Here are some potentially intriguing action items for consideration:
(1) Seriously consider reviewing any of your existing ERISA plan terms that create a contractual statute of limitations for claims under section 502(a)(1)(B) of ERISA for that statute’s compliance with the requirements of Heimeshoff. Be sure that during your review, you are differentiating between the plan’s deadline for initially filing a claim for benefits under the plan and the plan’s deadline for filing a lawsuit to attempt to recover unpaid, denied benefits. Only the latter has been affected by Heimeshoff. Your plan’s new statute may overlap with the period of time needed to exhaust the plan’s administrative remedies under section 503 of ERISA, but it must leave time afterwards for filing suit, so integrate your plan’s new statute of limitations carefully with its internal administrative review procedures and time frames. The fact that three years was a reasonable length for the statute does not mean that three years or fewer will always be reasonable or that longer than three years will always be unreasonable. The fact that 9 Justices agreed that three years was reasonable in these circumstances provides no small amount of comfort that three years ought to be reasonable again.
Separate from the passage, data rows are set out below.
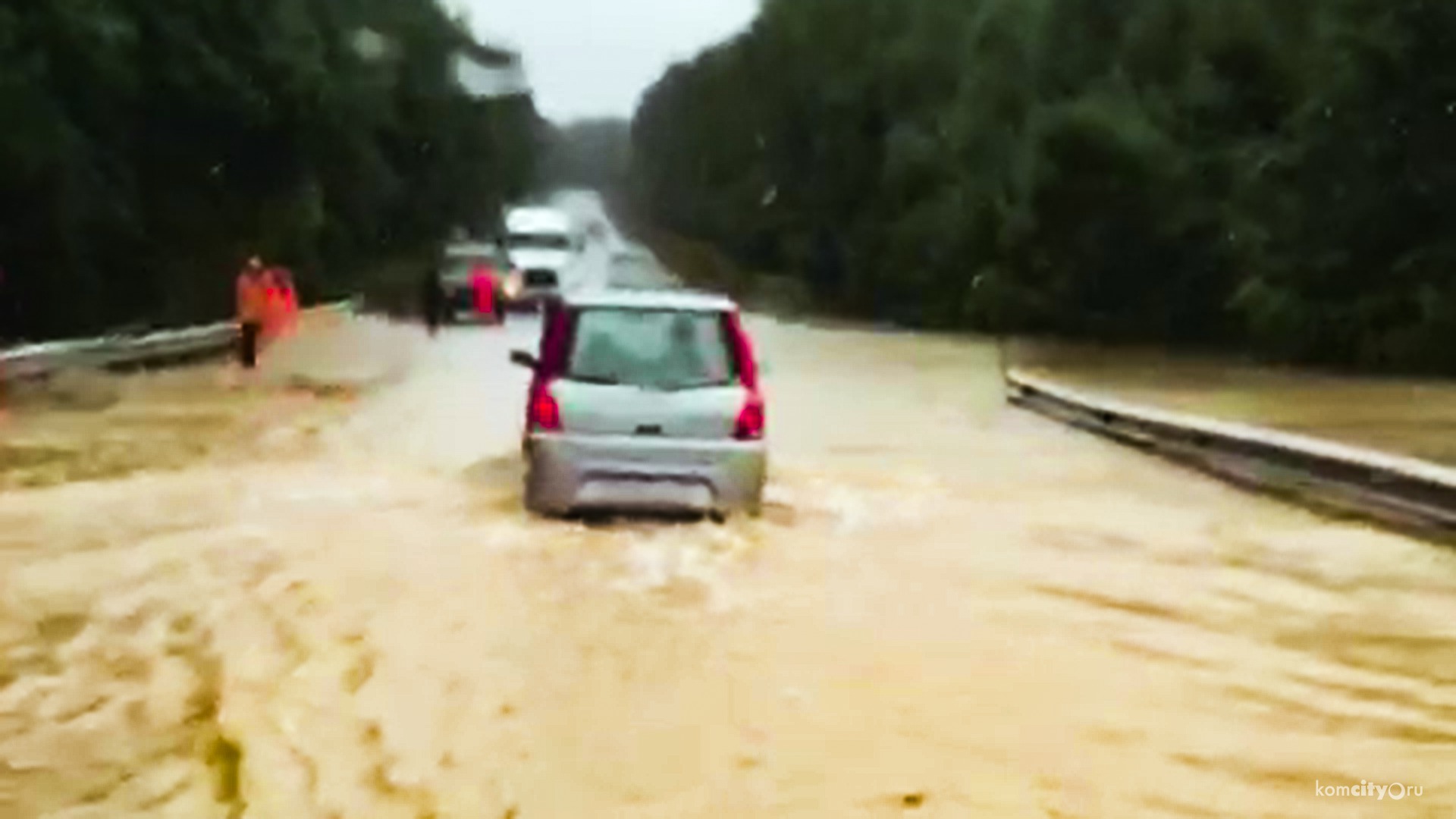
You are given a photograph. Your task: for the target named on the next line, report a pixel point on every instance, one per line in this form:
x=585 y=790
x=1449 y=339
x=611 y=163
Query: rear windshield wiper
x=695 y=385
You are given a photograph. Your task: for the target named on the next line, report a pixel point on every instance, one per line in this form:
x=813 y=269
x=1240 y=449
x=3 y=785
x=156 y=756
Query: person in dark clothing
x=433 y=300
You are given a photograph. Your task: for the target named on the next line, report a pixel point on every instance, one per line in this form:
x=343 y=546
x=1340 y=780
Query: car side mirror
x=523 y=359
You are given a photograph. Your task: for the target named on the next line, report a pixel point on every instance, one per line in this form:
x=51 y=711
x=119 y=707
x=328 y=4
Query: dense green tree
x=149 y=145
x=1269 y=175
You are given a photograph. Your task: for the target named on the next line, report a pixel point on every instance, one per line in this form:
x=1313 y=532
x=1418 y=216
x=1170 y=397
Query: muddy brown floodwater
x=948 y=610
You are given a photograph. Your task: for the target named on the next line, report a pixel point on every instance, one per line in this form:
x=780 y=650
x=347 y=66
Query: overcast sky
x=596 y=57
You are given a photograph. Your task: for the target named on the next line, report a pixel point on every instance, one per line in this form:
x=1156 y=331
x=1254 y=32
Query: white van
x=542 y=242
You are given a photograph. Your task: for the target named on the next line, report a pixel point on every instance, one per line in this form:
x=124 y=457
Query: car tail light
x=544 y=414
x=752 y=422
x=750 y=419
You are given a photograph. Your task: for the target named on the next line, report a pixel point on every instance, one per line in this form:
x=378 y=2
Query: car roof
x=613 y=297
x=535 y=219
x=472 y=249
(2) In cases where it does not already exist in your ERISA plans, seriously consider adding a plan-based statute of limitations for suits brought under section 502(a)(1)(B) of ERISA to seek benefits under your ERISA plan. In doing so, be careful to select an accrual date trigger (a start date) that will yield consistent results in a variety of circumstances, is as objective and easily discernable by a participant and court as possible and will be viewed by a disinterested trier of fact as being a reasonable way to begin the statute’s running. For some insured plans, the trigger accrual date used in Heimeshoff – the “time written proof of loss is required” – will work for some insured plans, but not in all such plans, and it is more troublesome as an accrual date for an ERISA plan that is not funded with insurance.
(3) Heimeshoff said that if the results from applying a plan’s statute of limitations were viewed as too harsh, equitable principles could be used to mitigate the impact. Not too long ago, the U.S. Supreme Court said in U.S. Airways v. McCutchen that ERISA plans could by their terms limit the application of equitable principles to the plan. Should your ERISA plan take up the invitations of Heimeshoff and McCutchen and revise its plan terms accordingly?
(4) Consider whether Heimeshoff can be extended to allow your ERISA plan to add and enforce a statute of limitations for suits brought under section 502(a)(3) of ERISA.